I’ve heard every excuse in the book- I forgot my bags, I didn’t want to carry it all the way back to the trailhead, blah, blah, blah. And hey, even the best of us get caught off guard every once in a while and have to improvise. No matter the reason, it’s not OK to leave a pile of poop on the sidewalk. It’s the number one thing you hear non-dog owners complain about when it comes to dog owners, and it makes us all look bad.
I used to go to a dog park with Emmett and Mulan where the people there were complete Poop Police. The second a dog would start to hunch over, someone would yell “The Golden!” and the owner would be expected to trot over and scoop post-haste. I miss that park. It was the nicest dog park I’ve ever been to, now that I think about it. The one by my current house has no such diligent culture, and only the brave venture in from the periphery. Because no one likes poop, not even dog people.
3. Forcing your dog on fearful people.
Brody and I recently hiked up the busiest trail in San Diego. It’s a conga line, basically, but it’s dog friendly, so we go when we can. About every fourth person reacts to Brody, and when they do, it usually goes something like this : pets him — coos over him — pets him — compliments him — screams. There’s always one or two screamers on the trail.
Now, I don’t feel too badly about it, because Brody is allowed there, and he’s on a short lead, and – this will amaze those of you who have met him at my house- he actually minds his own business when we’re hiking. So when someone sees him and squeals like he’s a charging mountain lion, we just pick up our pace and pass them as quickly as possible.

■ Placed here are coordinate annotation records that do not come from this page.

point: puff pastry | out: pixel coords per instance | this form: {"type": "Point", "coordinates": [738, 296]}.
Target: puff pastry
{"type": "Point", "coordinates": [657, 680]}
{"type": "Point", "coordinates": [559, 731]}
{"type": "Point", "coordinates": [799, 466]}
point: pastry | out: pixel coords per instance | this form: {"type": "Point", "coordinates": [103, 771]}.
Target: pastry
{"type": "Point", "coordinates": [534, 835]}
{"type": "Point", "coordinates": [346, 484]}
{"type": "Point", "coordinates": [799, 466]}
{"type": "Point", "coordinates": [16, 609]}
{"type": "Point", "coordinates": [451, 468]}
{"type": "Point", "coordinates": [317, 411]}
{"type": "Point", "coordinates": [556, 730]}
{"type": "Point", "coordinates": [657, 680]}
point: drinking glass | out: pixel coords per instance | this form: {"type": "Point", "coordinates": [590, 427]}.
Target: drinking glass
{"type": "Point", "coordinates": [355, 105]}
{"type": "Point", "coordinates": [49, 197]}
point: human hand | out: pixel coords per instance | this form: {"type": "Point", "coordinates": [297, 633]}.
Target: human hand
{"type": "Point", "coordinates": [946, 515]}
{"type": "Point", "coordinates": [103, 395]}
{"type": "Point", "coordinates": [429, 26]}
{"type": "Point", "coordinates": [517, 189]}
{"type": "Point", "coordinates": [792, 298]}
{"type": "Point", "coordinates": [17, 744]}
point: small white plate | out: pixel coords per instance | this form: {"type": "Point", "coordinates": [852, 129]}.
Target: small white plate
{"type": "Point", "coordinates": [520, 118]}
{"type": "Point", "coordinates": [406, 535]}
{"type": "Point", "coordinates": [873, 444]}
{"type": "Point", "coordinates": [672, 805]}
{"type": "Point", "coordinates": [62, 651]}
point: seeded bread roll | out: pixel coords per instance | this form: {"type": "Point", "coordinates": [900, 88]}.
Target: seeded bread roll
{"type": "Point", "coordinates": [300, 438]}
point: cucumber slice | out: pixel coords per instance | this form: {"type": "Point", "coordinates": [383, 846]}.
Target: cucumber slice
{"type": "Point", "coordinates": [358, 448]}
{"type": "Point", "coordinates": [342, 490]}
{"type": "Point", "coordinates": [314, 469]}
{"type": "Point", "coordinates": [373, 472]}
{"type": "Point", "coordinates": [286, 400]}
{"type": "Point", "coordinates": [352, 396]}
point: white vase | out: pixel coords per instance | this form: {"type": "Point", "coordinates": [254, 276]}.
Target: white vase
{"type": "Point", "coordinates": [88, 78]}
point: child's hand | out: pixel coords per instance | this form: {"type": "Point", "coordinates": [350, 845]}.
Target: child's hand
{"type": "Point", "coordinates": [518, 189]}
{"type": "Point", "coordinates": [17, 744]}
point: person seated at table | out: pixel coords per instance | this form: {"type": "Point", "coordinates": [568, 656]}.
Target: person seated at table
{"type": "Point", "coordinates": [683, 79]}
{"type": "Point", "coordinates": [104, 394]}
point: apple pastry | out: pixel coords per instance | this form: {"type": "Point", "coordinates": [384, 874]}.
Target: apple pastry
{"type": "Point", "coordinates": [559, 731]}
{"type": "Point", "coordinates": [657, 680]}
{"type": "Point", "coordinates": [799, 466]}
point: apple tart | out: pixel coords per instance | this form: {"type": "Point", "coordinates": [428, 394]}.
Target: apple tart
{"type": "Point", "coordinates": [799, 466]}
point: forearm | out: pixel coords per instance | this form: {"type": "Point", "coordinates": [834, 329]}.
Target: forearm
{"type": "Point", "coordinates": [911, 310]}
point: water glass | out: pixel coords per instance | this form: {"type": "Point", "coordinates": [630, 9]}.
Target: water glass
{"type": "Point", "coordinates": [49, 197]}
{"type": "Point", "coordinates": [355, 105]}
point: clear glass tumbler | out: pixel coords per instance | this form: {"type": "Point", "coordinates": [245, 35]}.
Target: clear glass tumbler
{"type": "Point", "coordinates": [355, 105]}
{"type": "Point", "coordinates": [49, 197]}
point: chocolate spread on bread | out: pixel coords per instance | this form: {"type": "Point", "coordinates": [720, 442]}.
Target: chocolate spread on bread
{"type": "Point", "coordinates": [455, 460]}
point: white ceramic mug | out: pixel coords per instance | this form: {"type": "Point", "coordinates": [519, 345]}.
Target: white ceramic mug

Sure, I’d love to stop and explain how he’s not aggressive, and he loves to give kisses, but that is pretty much the last thing in the universe a fearful person wants you to do. I always feel so terrible for those terrified little children who sit there paralyzed while a big pleasant dog tries to change their mind. Now mind you, I’m not talking about situations where a fearful adult or child is attempting contact. I’m talking about people who force their dog on someone who clearly doesn’t want it. Don’t be an unwanted ambassador. There are plenty of times when it is appropriate, and some when it is not.
I know I get a little hand-wavy on the topic, but these are not difficult things for people to do. It’s about courtesy. It’s about showing the world we, as dog owners, are considerate. It’s helping ensure we can continue to venture out in public with our pets and not find ourselves increasingly limited as to where we can go.
Am I the only one who goes crazy with this stuff? Or any big pet peeves I’m missing? (Non dog-people are welcome to chime in here too.)